Montag, 17. Juni 2013

Genauso war er, der Gerd!

Ich werde zu einem Sterbefall bestellt, der Bruder des Verstorbenen wünscht keinen Pfarrer für die Trauerfeier, sondern einen Redner, weil der Bruder nicht mehr in der Kirche war.

Der Bestatter welcher mich beauftragt hat, ist ein kleines Männlein, um die 50 jahre alt und seine Geschäftsräume erinnern mich immer an gepflegtes Chaos.
Der Tisch an dem trauernde Angehörige Platz finden und nehmen sollen, ist ein gewöhnlicher Esstisch mit 6 Stühlen und auf der hässlichen Tischdecke tummelt sich allerlei Zeug, alte Zeitungen, Trauerbriefe und noch viel mehr.
Die Vorstellung hier Menschen in akuter Trauer empfangen und beraten zu wollen befremdet mich, ebenso der Geruch von Kartoffeln und Gemüse, welcher stets seicht durch  den Raum wabbert.
Dieser Bestatter hat meistens Trauerfeiern mit Pfarrer oder Priester, sodass ich nicht allzu oft hier bin.
Jener Bestatter, bzw. seine üppige Lebensgefährtin gibt mir am Telefon die Daten des Bruders durch und ich rufe diesen an und verabrede mich zum Gespräch am folgenden Abend.
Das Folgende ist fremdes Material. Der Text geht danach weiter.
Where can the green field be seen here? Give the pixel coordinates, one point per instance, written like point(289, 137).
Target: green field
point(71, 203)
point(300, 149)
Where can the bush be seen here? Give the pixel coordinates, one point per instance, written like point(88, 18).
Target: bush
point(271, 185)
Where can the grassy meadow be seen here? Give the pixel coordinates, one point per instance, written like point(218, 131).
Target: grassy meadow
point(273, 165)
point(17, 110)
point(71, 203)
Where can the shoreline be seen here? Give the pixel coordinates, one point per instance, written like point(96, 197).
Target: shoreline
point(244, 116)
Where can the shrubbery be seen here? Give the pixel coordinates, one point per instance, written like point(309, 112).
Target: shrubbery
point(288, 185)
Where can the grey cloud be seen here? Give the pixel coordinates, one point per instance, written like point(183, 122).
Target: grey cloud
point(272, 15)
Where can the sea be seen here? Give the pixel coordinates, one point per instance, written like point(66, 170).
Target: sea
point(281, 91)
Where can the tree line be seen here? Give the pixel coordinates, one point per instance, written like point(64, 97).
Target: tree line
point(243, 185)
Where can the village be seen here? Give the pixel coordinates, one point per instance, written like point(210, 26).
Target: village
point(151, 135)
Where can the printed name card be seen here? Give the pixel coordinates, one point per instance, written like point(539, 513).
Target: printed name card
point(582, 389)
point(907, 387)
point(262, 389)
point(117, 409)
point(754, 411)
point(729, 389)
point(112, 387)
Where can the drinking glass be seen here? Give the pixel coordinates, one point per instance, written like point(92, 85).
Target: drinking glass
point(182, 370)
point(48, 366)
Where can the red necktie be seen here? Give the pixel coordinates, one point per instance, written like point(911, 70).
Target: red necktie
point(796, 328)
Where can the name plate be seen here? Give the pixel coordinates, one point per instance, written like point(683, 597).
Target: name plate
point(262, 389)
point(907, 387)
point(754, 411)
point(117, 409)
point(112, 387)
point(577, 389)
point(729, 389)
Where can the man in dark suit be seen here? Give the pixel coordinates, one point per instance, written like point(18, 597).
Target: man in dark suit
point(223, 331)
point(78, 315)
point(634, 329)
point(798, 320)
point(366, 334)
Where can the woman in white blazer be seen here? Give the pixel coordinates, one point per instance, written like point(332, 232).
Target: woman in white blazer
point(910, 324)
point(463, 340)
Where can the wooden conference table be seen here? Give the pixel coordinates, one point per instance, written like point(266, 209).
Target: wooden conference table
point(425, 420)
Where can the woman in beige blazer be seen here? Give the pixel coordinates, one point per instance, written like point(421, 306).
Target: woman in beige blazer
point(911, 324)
Pünktlich schelle ich an der Haustür des Mehrfamilienhauses, der Drücker summt und ich trete in den Hausflur ein.
In der ersten Etage öffnet sich eine Tür und der Bruder des Verblichenen begrüßt mich. Ich stelle mich höflich vor und folge ihm ins Wohnzimmer, die Wohnung ist recht klein und das Mobiliar hat den Charme eines Sperrmüllhaufens.
Ich eröffne das Gespräch mit der Frage, was er sich denn wünscht, für seinen Bruder und dessen Trauerfeier, ob er spezielle Musikwünsche habe?
Herr S. schaut verdutzt und kratzt sich am Kopf, diese Frage hat er nicht erwartet und überfordert ihn offensichtlich. "Was hat er denn gerne gehört", frage ich und Herr S. sagt:" Ja, der mochte immer den Musikantenstadl" Ich erkläre, dass es wohl besser wäre auf etwas anderes auszuweichen und mache einen Vorschlag. "Also, wie wäre es denn mit der Morgenstimmung, in der Mitte das Largo und am Ende das Air"?
Diese drei Stücke empfehle ich immer dann, wenn die Angehörigen keine Wünsche haben oder nur unpassende Musik kennen und Herr S. stimmt freudig zu.Ich kann seine Erleichterung förmlich spüren, er ist froh, diese Klippe bereits umschifft zu haben. Also taste ich mich an die nächste Herausforderung heran und frage Herrn S.:" Was möchten Sie mir denn über Ihren Bruder erzählen, was ist Ihnen besonders wichtig"?
Herr S. fühlt sich ein zweites Mal wie kalt geduscht und guckt ratlos drein. "Ja, der Gerd, der war ein feiner Kerl", sagt er und denkt nach. Er denkt sehr lange und schweigt dazu, sodass ich nocheinmal nachfrage:"Herr S. hatte ihr Bruder Frau und Kinder?"
Hatte er nicht, wie ich erfahre, er war Junggeselle und nach seiner Pensionierung viel mit seinem Bruder unterwegs oder schaute sich Fußballspiele im TV an.
"Wir waren viel an der See und sind dort Fahrrad gefahren" sagt Herr S. und schweigt wieder.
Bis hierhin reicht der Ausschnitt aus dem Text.